Mitchell waged a spirited battle with Westwood’s Ivy Foister in the paint, and amidst hip checks and lane-clearing elbows, repeatedly found herself at the free-throw line, where she coolly made 17 of 20 attempts.
In a game that mirrored the previous tilts between these two teams, five lead changes punctuated the first quarter. Crisp, which also outdueled Westwood in last year’s state title game, then raced to a second-quarter advantage and time and again withstood one Westwood charge after another in the second half.
Crisp owned a solid eight-point lead at the half. Mitchell, however, knew there would be no coasting.
“We went up (in the first half), but they came back — and kept coming back,” Mitchell said. “We knew they wouldn’t go away. We just had to keep our cool.”
Westwood’s Miller Singleton, who was held to merely four points in the opening half, was pulled aside by head coach Jenni Smith just before leaving the locker room at the break.
“The last thing I told her was that I needed some offense from her,” Smith said.
Singeton attempted to put her squad on her back, scoring 20 of her team-high 24 points in the final 16 minutes. She spurred a 13-6 run in the third quarter, and when sister Morgan Singleton stole an inbounds pass and laid it in while being fouled, Westwood went to the line needing to sink the free throw to tie the game with 1:32 remaining in the quarter.
The shot didn’t fall, however, and Westwood never got any closer.
“We thought this was the time … our time,” a dejected Miller Singleton said. “We always talk about living in the moment, and at that moment we had confidence and momentum.”

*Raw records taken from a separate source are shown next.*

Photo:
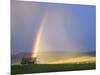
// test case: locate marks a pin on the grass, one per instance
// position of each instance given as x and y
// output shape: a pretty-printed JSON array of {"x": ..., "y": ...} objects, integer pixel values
[{"x": 40, "y": 68}]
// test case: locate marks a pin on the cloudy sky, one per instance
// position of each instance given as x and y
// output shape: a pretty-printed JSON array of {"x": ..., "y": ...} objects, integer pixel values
[{"x": 67, "y": 27}]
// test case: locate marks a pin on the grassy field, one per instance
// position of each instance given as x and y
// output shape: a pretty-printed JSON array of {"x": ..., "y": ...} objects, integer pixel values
[{"x": 40, "y": 68}]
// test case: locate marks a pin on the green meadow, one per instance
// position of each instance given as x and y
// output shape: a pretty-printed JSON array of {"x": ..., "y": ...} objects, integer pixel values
[{"x": 42, "y": 68}]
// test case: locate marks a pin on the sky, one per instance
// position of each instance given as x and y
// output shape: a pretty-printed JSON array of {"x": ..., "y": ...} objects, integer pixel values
[{"x": 67, "y": 26}]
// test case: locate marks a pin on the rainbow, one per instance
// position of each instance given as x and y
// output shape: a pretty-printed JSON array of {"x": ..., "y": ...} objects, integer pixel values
[{"x": 35, "y": 45}]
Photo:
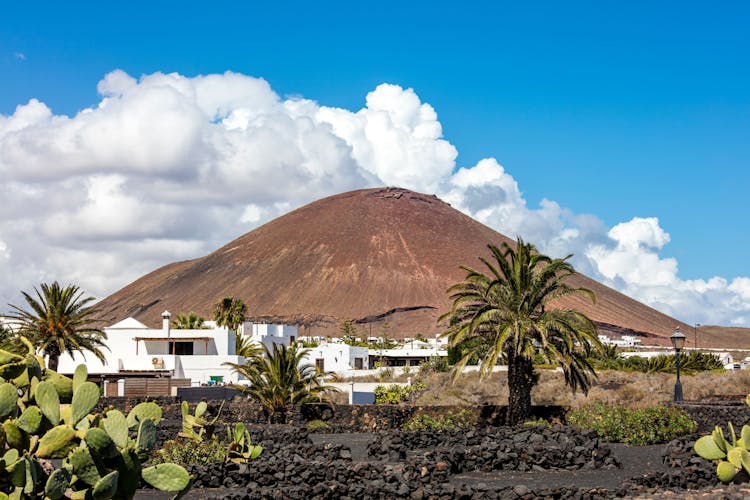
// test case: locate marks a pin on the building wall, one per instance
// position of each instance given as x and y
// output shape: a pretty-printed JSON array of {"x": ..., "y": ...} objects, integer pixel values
[{"x": 338, "y": 357}]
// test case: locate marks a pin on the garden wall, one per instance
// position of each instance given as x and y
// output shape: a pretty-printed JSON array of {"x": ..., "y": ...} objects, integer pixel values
[
  {"x": 712, "y": 413},
  {"x": 358, "y": 418}
]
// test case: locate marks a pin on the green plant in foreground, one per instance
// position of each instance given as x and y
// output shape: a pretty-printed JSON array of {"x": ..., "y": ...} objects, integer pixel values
[
  {"x": 317, "y": 424},
  {"x": 394, "y": 394},
  {"x": 189, "y": 452},
  {"x": 637, "y": 426},
  {"x": 241, "y": 448},
  {"x": 195, "y": 427},
  {"x": 462, "y": 419},
  {"x": 99, "y": 458},
  {"x": 731, "y": 457}
]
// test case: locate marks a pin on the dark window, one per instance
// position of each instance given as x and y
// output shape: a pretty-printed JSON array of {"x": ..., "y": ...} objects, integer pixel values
[{"x": 183, "y": 348}]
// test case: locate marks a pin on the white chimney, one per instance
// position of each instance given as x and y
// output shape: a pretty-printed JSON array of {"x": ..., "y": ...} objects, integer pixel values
[
  {"x": 165, "y": 326},
  {"x": 165, "y": 321}
]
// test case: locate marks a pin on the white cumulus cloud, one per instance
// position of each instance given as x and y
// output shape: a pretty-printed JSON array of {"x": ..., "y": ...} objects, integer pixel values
[{"x": 167, "y": 167}]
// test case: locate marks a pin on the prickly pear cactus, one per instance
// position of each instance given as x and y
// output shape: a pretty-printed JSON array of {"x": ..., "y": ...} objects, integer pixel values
[
  {"x": 195, "y": 427},
  {"x": 46, "y": 415},
  {"x": 241, "y": 448},
  {"x": 731, "y": 455}
]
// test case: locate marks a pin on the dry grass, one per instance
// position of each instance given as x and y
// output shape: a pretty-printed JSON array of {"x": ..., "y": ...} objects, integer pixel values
[{"x": 630, "y": 389}]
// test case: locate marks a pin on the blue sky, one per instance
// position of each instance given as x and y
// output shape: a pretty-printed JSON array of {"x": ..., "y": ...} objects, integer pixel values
[{"x": 614, "y": 110}]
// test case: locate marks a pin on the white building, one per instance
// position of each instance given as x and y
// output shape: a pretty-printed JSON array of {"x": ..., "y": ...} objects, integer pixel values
[
  {"x": 623, "y": 341},
  {"x": 338, "y": 357},
  {"x": 135, "y": 349},
  {"x": 269, "y": 335}
]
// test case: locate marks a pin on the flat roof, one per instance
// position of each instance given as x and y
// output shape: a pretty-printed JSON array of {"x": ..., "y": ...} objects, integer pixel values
[{"x": 172, "y": 339}]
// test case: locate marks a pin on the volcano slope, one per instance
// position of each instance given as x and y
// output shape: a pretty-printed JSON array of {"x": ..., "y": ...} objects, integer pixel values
[{"x": 375, "y": 256}]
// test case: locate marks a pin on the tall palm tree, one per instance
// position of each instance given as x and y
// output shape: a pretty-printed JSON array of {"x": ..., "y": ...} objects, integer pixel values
[
  {"x": 509, "y": 310},
  {"x": 230, "y": 312},
  {"x": 280, "y": 378},
  {"x": 58, "y": 321},
  {"x": 189, "y": 321}
]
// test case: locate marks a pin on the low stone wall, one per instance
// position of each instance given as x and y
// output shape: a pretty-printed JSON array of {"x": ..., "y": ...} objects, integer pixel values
[
  {"x": 499, "y": 448},
  {"x": 712, "y": 413}
]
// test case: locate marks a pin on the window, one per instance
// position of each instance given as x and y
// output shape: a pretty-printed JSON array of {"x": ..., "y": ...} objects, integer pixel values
[{"x": 183, "y": 348}]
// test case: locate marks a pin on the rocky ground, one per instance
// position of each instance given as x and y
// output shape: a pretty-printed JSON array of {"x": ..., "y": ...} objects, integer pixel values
[{"x": 505, "y": 463}]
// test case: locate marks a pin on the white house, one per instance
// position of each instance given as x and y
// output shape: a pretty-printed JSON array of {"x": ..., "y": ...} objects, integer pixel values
[
  {"x": 338, "y": 357},
  {"x": 270, "y": 334},
  {"x": 135, "y": 349}
]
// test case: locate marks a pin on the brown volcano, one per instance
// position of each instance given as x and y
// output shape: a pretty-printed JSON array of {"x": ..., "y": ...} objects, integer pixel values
[{"x": 372, "y": 255}]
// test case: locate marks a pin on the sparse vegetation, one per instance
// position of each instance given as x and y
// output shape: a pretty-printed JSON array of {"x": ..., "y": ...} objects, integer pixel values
[
  {"x": 508, "y": 310},
  {"x": 230, "y": 312},
  {"x": 394, "y": 394},
  {"x": 666, "y": 363},
  {"x": 637, "y": 426},
  {"x": 59, "y": 320},
  {"x": 189, "y": 321},
  {"x": 461, "y": 419},
  {"x": 189, "y": 452},
  {"x": 279, "y": 378}
]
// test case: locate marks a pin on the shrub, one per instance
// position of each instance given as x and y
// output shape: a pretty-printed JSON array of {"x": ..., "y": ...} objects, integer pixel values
[
  {"x": 190, "y": 452},
  {"x": 664, "y": 363},
  {"x": 462, "y": 419},
  {"x": 434, "y": 364},
  {"x": 394, "y": 394},
  {"x": 638, "y": 426}
]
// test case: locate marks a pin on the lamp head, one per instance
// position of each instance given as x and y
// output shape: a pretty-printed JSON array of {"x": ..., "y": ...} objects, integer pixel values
[{"x": 678, "y": 339}]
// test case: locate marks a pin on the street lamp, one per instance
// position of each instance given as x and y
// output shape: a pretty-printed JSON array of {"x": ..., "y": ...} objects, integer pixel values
[
  {"x": 695, "y": 334},
  {"x": 678, "y": 341}
]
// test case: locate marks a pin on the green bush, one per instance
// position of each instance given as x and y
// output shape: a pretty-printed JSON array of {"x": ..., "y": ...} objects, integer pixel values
[
  {"x": 317, "y": 424},
  {"x": 664, "y": 363},
  {"x": 189, "y": 452},
  {"x": 639, "y": 426},
  {"x": 434, "y": 364},
  {"x": 462, "y": 419},
  {"x": 394, "y": 394}
]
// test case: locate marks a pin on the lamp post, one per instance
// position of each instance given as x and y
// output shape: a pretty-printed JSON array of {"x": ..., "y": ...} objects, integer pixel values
[
  {"x": 678, "y": 341},
  {"x": 695, "y": 335}
]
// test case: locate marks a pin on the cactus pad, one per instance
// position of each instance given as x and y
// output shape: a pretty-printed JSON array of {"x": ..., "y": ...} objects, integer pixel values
[
  {"x": 85, "y": 398},
  {"x": 143, "y": 411},
  {"x": 83, "y": 466},
  {"x": 80, "y": 375},
  {"x": 725, "y": 471},
  {"x": 48, "y": 401},
  {"x": 167, "y": 477},
  {"x": 106, "y": 487},
  {"x": 116, "y": 426},
  {"x": 55, "y": 442},
  {"x": 8, "y": 399},
  {"x": 30, "y": 420},
  {"x": 707, "y": 448},
  {"x": 57, "y": 483}
]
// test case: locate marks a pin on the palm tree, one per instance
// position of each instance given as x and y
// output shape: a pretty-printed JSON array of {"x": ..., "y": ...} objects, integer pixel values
[
  {"x": 9, "y": 341},
  {"x": 59, "y": 320},
  {"x": 230, "y": 312},
  {"x": 280, "y": 378},
  {"x": 508, "y": 309},
  {"x": 189, "y": 321}
]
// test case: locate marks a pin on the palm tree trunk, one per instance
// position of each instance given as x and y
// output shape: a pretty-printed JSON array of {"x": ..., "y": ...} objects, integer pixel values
[
  {"x": 53, "y": 356},
  {"x": 520, "y": 382}
]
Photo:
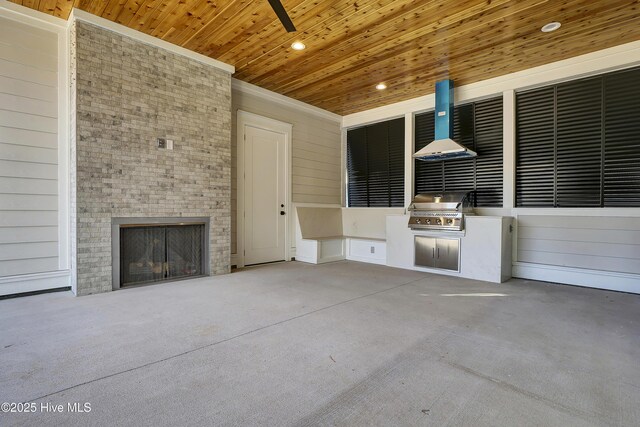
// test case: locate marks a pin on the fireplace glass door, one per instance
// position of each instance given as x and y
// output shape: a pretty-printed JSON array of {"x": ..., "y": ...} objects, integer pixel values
[{"x": 160, "y": 252}]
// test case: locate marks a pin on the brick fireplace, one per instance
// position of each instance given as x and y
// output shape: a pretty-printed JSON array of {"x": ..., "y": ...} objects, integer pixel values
[{"x": 126, "y": 95}]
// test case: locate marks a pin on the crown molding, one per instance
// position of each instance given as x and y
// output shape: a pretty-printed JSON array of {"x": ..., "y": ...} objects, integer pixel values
[
  {"x": 614, "y": 58},
  {"x": 251, "y": 89},
  {"x": 81, "y": 15},
  {"x": 27, "y": 15}
]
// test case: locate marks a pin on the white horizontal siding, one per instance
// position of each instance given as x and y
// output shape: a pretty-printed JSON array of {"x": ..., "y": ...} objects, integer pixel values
[
  {"x": 16, "y": 86},
  {"x": 606, "y": 244},
  {"x": 28, "y": 219},
  {"x": 26, "y": 73},
  {"x": 20, "y": 120},
  {"x": 36, "y": 107},
  {"x": 12, "y": 185},
  {"x": 28, "y": 138},
  {"x": 35, "y": 170},
  {"x": 29, "y": 234},
  {"x": 20, "y": 251},
  {"x": 29, "y": 240},
  {"x": 28, "y": 266},
  {"x": 23, "y": 153}
]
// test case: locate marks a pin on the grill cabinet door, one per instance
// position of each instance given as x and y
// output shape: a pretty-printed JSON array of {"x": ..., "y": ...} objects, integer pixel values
[
  {"x": 425, "y": 251},
  {"x": 447, "y": 254}
]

Minutes later, Crisp again stretched its lead before Westwood mustered another charge. Twice, the underdogs cut the deficit to three points in the fourth quarter. Yet, like seemingly every game against Crisp this season, Westwood couldn’t find that elusive basket to break through.
“I just think when we would get to that point, we would push and give everything we had but couldn’t find that one score to put us over the top at critical times,” Smith said. “We didn’t do a great job offensively when we were on the cusp of pulling ahead.”
Westwood employed a strategy in the final three minutes of the game to foul immediately on every Crisp possession. Smith said the objective was to try and trade a free throw for a basket to whittle away at the lead. The only problem was Foister and Morgan Singleton (10 points) fouled out of the game in the process, while Crisp shot a staggering 33-for-39 at the charity stripe.
“I tell my girls every day that you win or lose at the free-throw line in close games,” Crisp head coach Gina Mitchell said.
In comparison, Westwood shot just 13-for-18 from the free-throw line.
“We gave (Crisp) our best shot,” said Smith, who guided her team to the school’s best single-season record. “I guess I’ll have to process this one for awhile before I can really figure out what happened, but our girls played as hard as I could ask them to play.”
As for Gina Mitchell and daughter Madi, both should rest well after an exhausting championship game.
“I couldn’t sleep (Friday) night,” Gina Mitchell said. “I just stayed up playing this game over and over in my head, and I kept seeing myself telling my team after it was over that they had done an awesome job.”